= Alberto Piazza =

Italian human geneticist (1941–2024)

Alberto Piazza (18 October 1941 – 18 May 2024) was an Italian human geneticist who was Professor of Human Genetics at the University of Turin.

==Biography==
Born into a Jewish family in Turin, professor of Medical Statistics at the University of Turin, professor of Genetics at the University of Naples, and professor of Human Genetics at the University of Turin.

He has held numerous positions, including: President of the Academy of Sciences of Turin (2016–2018); President of the Human Genetics Foundation (HuGeF–Turin), an instrumental body of the Compagnia di San Paolo, in partnership with the University of Turin and the Polytechnic University of Turin (2009–2017); Emeritus Professor of Human Genetics at the School of Medicine, Department of Medical Sciences, University of Turin; Full Professor of Human Genetics at the Faculty of Medicine and Surgery (now School of Medicine, Department of Medical Sciences), University of Turin (1983–2016); President of the Bioethics Committee of the University of Turin; Director of the Department of Genetics, Biology and Biochemistry, University of Turin (1989–1998; 2004–2010); Visiting Professor of Genetics at the Department of Genetics, Stanford University School of Medicine, Stanford, California (1981–2004); Associate Professor of Genetics at the University of Naples (1980–1983); Lecturer in Medical Statistics at the Faculty of Medicine and Surgery, University of Turin (1968–1980).
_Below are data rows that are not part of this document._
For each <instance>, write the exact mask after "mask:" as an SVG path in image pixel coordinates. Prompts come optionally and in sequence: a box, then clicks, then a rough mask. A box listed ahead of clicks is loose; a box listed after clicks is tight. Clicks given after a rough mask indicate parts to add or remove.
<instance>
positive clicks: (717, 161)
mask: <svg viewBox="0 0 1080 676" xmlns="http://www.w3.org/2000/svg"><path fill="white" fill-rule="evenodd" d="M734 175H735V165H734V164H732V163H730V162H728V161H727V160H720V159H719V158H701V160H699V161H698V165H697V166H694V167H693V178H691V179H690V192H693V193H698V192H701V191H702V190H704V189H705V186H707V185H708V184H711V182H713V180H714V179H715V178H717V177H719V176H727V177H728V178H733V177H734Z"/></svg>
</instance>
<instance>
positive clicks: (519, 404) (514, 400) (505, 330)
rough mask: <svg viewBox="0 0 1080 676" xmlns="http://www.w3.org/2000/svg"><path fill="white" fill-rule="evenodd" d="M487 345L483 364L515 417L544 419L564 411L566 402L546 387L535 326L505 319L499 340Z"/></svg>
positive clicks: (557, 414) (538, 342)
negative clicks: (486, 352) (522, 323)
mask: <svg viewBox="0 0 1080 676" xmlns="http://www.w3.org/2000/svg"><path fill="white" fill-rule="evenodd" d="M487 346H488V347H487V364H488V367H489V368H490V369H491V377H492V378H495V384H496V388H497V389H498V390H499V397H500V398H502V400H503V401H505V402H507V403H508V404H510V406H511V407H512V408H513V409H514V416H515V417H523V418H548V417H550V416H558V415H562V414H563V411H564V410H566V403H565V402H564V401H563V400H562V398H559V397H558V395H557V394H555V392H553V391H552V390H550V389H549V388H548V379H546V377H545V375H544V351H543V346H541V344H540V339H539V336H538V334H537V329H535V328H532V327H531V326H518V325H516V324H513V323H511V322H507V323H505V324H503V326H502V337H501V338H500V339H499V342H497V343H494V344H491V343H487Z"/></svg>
A disciple of Luigi Luca Cavalli-Sforza, in 2001 he published a monumental study concluding that the human races do not exist and that all humans belong to a unique species.

Piazza died on 18 May 2024, at the age of 82.

==Works==
- (with Luigi Luca Cavalli-Sforza and Paolo Menozzi) The history and geography of human genes, Princeton University Press, 1994.